Mereka berpandangan lalu sama-sama menampilkan smirk.
"Hanya perlu gatal," ucap keduanya bersaman.
***
Fellycia dan Brica sampai di kantor pada awal jam masuk kantor, meski masih sangat pagi tapi sudah banyak orang datang.
Para karyawan Serenova memang terkenal rajin, mereka adalah kelompok orang disiplin dan terlatih, tidak heran jika tes masuk ke perusahaan ini sangat sulit dan ketat semua itu karena Gustav tidak mau ada orang-orang tidak berguna dan kompeten di kantornya.
"Dia satu ruangan denganmu kan?" tanya Brica begitu mereka turun dari mobil.
"Iya tapi kudengar pagi ini dia datang terlambat karena harus ke kampus dulu."
"Apa? Kenapa kamu tidak bilang dari tadi!" sungut Brica kesal.
Fellycia menaikkan bahu acuh. "Aku lupa," ucapnya santai berjalan masuk ke kantor.
"Kamu membuatku membuang waktu sia-sia Felly!"
"Sudah kubilang kan aku lupa tadi. Kamu mau masuk tidak?" tanya Fellycia berbalik.

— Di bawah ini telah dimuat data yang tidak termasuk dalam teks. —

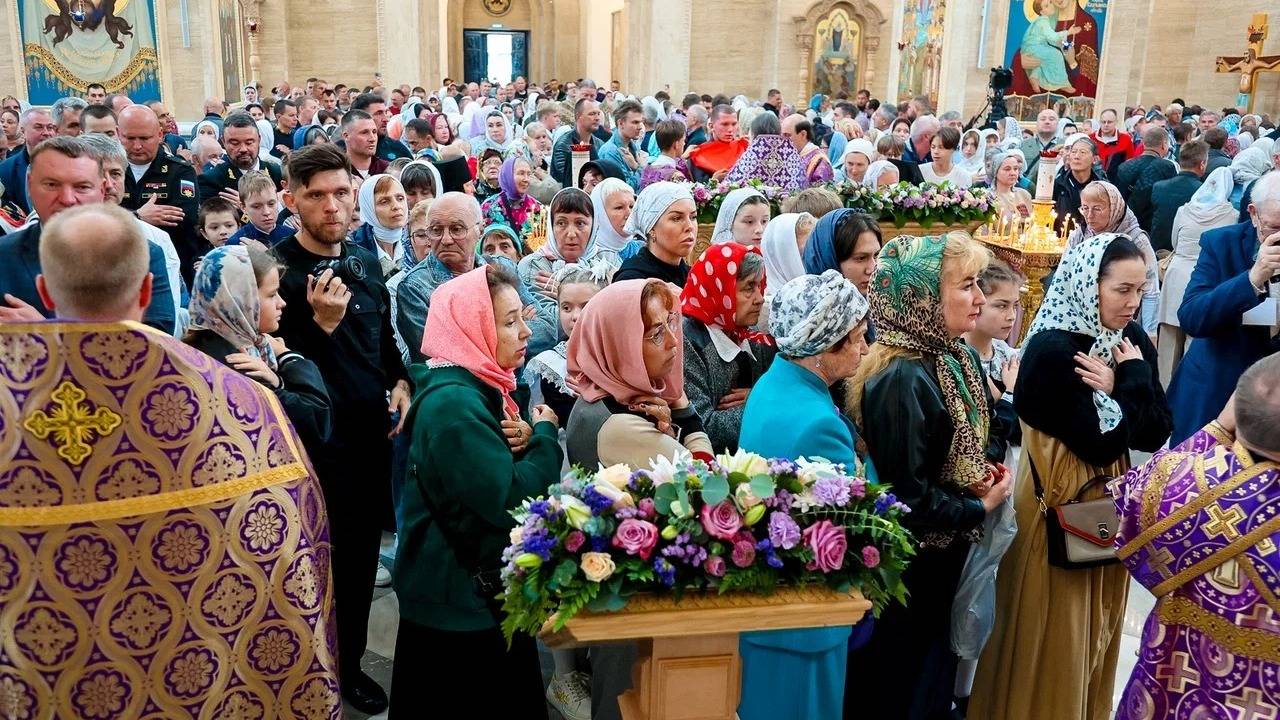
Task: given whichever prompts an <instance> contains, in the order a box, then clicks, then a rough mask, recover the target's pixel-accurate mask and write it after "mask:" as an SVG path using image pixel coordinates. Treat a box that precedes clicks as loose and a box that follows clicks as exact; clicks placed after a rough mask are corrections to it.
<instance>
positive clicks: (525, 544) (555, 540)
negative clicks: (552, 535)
mask: <svg viewBox="0 0 1280 720" xmlns="http://www.w3.org/2000/svg"><path fill="white" fill-rule="evenodd" d="M521 546H524V548H525V552H531V553H534V555H536V556H538V557H541V559H543V560H550V559H552V550H553V548H554V547H556V538H554V537H553V536H552V534H550V533H548V532H547V529H545V528H536V529H532V530H526V532H525V537H524V539H522V541H521Z"/></svg>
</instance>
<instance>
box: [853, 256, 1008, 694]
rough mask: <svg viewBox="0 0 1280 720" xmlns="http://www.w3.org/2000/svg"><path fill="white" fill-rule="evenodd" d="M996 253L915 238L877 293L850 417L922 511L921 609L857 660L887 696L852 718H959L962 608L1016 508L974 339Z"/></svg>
mask: <svg viewBox="0 0 1280 720" xmlns="http://www.w3.org/2000/svg"><path fill="white" fill-rule="evenodd" d="M988 259H989V252H988V251H987V250H986V249H984V247H983V246H982V245H979V243H978V242H975V241H974V240H973V238H972V237H969V236H968V234H966V233H961V232H955V233H951V234H947V236H945V237H909V236H902V237H897V238H895V240H891V241H888V242H887V243H884V247H883V250H882V251H881V254H879V263H878V269H877V272H876V277H874V278H873V281H872V284H870V302H872V319H873V323H874V324H876V334H877V338H876V345H874V346H872V351H870V354H869V355H868V356H867V359H865V360H864V361H863V364H861V365H860V366H859V368H858V373H856V374H855V375H854V379H852V382H851V383H850V386H851V391H850V396H851V397H850V402H849V406H850V407H851V409H852V411H854V413H855V418H854V419H855V421H856V424H858V427H859V428H860V429H861V433H863V438H864V439H865V442H867V450H868V454H869V455H870V457H872V461H873V462H874V464H876V470H877V474H878V479H879V482H882V483H887V484H891V486H892V487H893V493H895V495H896V496H897V500H899V501H901V502H904V503H906V505H908V507H910V509H911V512H910V514H909V515H908V516H906V518H905V519H904V524H905V525H906V527H908V529H910V530H911V532H913V533H914V534H915V537H916V539H918V541H919V547H918V550H916V555H915V557H914V559H913V560H911V565H910V568H908V570H906V573H904V575H902V582H904V583H905V584H906V589H908V592H909V593H910V596H911V600H910V602H909V605H908V606H905V607H904V606H901V605H891V606H890V607H887V609H886V610H884V612H883V614H882V615H881V616H879V619H878V620H877V626H876V632H874V633H873V634H872V637H870V641H869V642H868V643H867V644H865V646H864V647H861V648H859V650H856V651H854V653H852V655H851V656H850V659H849V669H850V670H849V673H850V674H849V675H847V683H846V687H856V684H858V683H859V682H860V678H861V674H863V673H864V667H868V666H870V665H872V664H874V665H876V666H878V667H886V669H892V671H887V673H882V674H879V675H878V676H877V692H874V693H850V694H846V697H845V716H846V717H855V716H856V717H913V719H916V717H918V719H933V717H948V716H950V711H951V700H952V689H954V687H955V674H956V664H957V657H956V655H955V653H954V652H952V651H951V647H950V642H951V605H952V601H954V600H955V594H956V588H957V585H959V582H960V573H961V570H963V569H964V564H965V560H966V559H968V556H969V550H970V547H972V543H973V542H974V541H975V539H977V538H978V533H979V532H980V530H979V527H980V525H982V523H983V520H984V519H986V516H987V512H989V511H992V510H993V509H996V507H998V506H1000V505H1001V503H1002V502H1004V501H1005V498H1007V497H1009V493H1010V489H1011V483H1010V477H1009V470H1006V469H1005V468H1004V466H1002V465H996V461H998V460H1001V459H1004V456H1005V443H1006V439H1005V438H1006V434H1005V433H1002V432H997V430H998V428H996V430H992V428H991V425H992V423H993V421H998V419H997V418H996V416H995V415H993V414H992V411H991V409H992V406H993V405H995V404H993V401H992V400H991V396H989V392H988V389H987V386H988V383H987V380H986V378H984V377H983V373H982V361H980V360H979V359H978V355H977V352H974V351H973V350H972V348H970V347H968V346H966V345H965V343H964V340H963V334H964V333H965V332H969V331H972V329H973V328H974V324H975V322H977V319H978V311H979V309H980V307H982V305H983V302H984V301H986V299H984V297H983V295H982V291H980V290H979V288H978V275H979V273H980V272H982V270H983V269H984V268H986V266H987V261H988Z"/></svg>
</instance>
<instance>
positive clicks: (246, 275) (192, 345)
mask: <svg viewBox="0 0 1280 720" xmlns="http://www.w3.org/2000/svg"><path fill="white" fill-rule="evenodd" d="M279 288H280V272H279V266H278V264H276V261H275V259H274V258H273V256H271V255H270V252H268V251H266V250H265V249H259V247H253V246H250V245H224V246H221V247H216V249H214V250H212V251H210V252H209V254H207V255H205V258H204V260H202V261H201V264H200V272H197V273H196V278H195V282H193V283H192V291H191V325H188V329H187V336H186V337H184V338H183V341H184V342H186V343H187V345H189V346H192V347H195V348H196V350H200V351H201V352H204V354H206V355H209V356H211V357H214V359H216V360H219V361H220V363H224V364H227V365H229V366H232V368H234V369H236V370H238V372H239V373H243V374H246V375H248V377H251V378H253V379H255V380H257V382H260V383H262V384H264V386H266V387H268V388H270V389H271V391H274V392H275V396H276V397H278V398H279V400H280V405H282V406H283V407H284V413H285V415H288V416H289V420H291V421H292V423H293V428H294V429H296V430H297V432H298V436H300V437H301V438H302V443H303V446H306V448H307V450H308V451H311V450H312V448H315V447H316V446H317V445H319V443H323V442H325V441H326V439H329V432H330V425H332V419H330V405H329V392H328V391H326V389H325V384H324V379H323V378H321V377H320V370H319V369H317V368H316V366H315V364H314V363H311V361H310V360H307V359H306V357H303V356H302V355H298V354H297V352H293V351H291V350H289V348H287V347H285V346H284V341H282V340H280V338H276V337H271V336H269V334H268V333H270V332H274V331H275V329H276V328H278V327H279V324H280V311H282V310H283V309H284V300H282V299H280V296H279Z"/></svg>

Brica menggeleng. "Tidak, aku akan menunggu di cafe seberang, setelah gadis itu datang segera hubungi aku," pintanya.
"Oke."
Brica menyebrang menuju cafe besar yang tepat berdiri di depan gedung kantor Serenova. Tidak seperti cafe lainnya cafe ini buka lebih cepat karena banyak karyawan kantor yang mencari sarapan di sana.
Lonceng di atas pintu berdenting begitu Brica memasuki tempat itu matanya tertuju pada meja-meja di sana.
Wanita itu mengernyit menatap seorang pria berambut kuning di dekat jendela, wajahnya seperti familiar tapi Brica lupa.
Ia perlahan mendekat pada pria itu karena dituntun rasa penasaran, saat jarak mereka kurang dari dua meter berulah Brica mengingat jelas namanya.
"George? Kamu George sepupu Gustav kan?" seru Brica memanggil nama pria itu.
George mendongak, senyumnya terbit sedikit. Ia mengangguk mempersilahkan Brica untuk duduk.
"Kebetulan saya memang ingin menemui kamu," ucap George menyingkirkan macbook-nya ke tepi.
"Kamu masih menyukai Gustav kan?" tanya pria itu to the point.
Brica agak tersentak, ia berdeham malu mengingat George tahu betul bagaimana tergila-gilanya ia pada Gustav sejak remaja.
"Iya. Mengapa memangnya?"
George menerbitkan senyum licik. Ia membawa kursi ke depan mendekat pada Brica.
"Kalau begitu bekerja samalah dengan saya."
Brica menaikkan alis bingung. "Untuk?"
"Saya menyukai Gladys, kamu menyukai Gustav, kita susun rencana untuk memisahkan mereka. Saya akan membawa Gladys pergi dan kamu bisa menikah dengan Gustav."